Looking and feeling your best is easier than ever with simple secrets to trim down without deprivation.
Snack smarter by moving healthy foods to the left.
Find yourself eyeing that bag of chips every time you open your kitchen cabinet? Try storing high-calorie indulgences on the right side of the shelf and good-for-you snacks like dried fruit and granola bars on the left. University of South Florida researchers say that because the brain is wired to read numbers from left to right, seeing foods displayed this way subconsciously reminds you that foods on the left are lower in calories, helping you make healthier choices.
Lose weight faster with an afternoon snack.
One easy way to scale back on mindless eating: Shift your morning snack of an apple and peanut butter or a handful of nuts to the afternoon. A study in the Journal of the American Dietetic Association found that women who did so dropped 57 percent more weight. That’s because there’s often a bigger gap between lunch and dinner, making us more hungry, and a healthy snack prevents overeating come suppertime.
And weigh in: Hopping on the scale each morning can help you spot — and reverse — sneaky weight gain. So much so that Finnish researchers found women who weighed themselves daily shed significantly more weight than those who did so less often.
Munch on more produce by paying with cash.
While filling your cart at the grocery store, it’s easy to toss in a pack of cookies. But you can effortlessly skip the snacks by deciding ahead of time to pay with cash. A study in the Journal of Consumer Research found this reins in impulse junk food purchases, helping you stock up on significantly more healthy foods than if you paid with a credit card. Researchers say the “pain” of paying with cash makes you less likely to part with your hard-earned money and splurge on unhealthy extras.

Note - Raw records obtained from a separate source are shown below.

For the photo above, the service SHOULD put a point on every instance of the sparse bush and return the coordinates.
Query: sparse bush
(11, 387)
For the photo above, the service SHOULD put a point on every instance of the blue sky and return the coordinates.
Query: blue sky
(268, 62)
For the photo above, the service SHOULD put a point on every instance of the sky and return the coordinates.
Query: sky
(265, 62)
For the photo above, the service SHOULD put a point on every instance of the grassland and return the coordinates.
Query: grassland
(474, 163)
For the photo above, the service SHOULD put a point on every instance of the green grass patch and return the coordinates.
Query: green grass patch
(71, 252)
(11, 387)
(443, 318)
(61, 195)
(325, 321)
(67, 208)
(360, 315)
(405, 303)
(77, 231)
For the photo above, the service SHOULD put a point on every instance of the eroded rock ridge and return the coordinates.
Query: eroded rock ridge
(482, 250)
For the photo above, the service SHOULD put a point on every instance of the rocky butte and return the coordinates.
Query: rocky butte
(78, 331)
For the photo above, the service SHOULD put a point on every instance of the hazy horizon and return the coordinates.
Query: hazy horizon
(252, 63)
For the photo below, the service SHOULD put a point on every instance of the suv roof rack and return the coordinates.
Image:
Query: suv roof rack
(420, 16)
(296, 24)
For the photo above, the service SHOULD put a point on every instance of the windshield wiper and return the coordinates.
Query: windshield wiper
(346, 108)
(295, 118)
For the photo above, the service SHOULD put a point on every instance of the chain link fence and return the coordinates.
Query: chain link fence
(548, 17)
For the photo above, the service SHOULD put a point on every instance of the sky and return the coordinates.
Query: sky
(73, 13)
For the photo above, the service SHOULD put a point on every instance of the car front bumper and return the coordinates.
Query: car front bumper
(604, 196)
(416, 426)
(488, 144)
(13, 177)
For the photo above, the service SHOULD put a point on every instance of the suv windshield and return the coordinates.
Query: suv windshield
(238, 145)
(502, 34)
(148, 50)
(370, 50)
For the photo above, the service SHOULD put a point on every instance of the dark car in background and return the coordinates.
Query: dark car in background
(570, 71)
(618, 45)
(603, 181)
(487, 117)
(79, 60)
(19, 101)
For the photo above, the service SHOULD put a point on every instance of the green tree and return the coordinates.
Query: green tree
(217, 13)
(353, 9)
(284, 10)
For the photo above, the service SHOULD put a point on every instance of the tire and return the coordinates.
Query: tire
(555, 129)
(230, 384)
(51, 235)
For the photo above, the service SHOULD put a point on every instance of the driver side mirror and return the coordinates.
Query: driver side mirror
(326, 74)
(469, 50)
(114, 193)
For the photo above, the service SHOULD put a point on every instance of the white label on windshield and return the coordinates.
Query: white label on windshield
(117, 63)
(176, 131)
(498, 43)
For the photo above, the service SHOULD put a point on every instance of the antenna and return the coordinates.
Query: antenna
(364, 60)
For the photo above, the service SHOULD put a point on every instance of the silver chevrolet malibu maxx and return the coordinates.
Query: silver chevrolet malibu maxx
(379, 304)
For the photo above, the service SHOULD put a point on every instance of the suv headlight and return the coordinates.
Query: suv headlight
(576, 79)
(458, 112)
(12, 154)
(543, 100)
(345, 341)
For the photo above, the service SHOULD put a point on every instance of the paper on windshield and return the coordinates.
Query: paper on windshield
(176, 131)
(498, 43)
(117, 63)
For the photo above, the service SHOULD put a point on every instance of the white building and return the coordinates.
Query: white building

And sprinkle on the salt: British scientists found that women who seasoned veggies with salt raised their daily produce intake by 71 percent. The flavor enhancer makes vegetables so much tastier that you’ll actually start to crave them in as little as three days.
Dodge weight gain with a glass of red wine.
Sounds too good to be true, but unwinding with a little vino can help keep the pounds off. Polyphenols in red wine help the body process excess blood sugar before it can be turned into fat. It’s so effective that Purdue University investigators found women who sip a glass of red wine daily are 30 percent less likely to experience weight problems than teetotalers.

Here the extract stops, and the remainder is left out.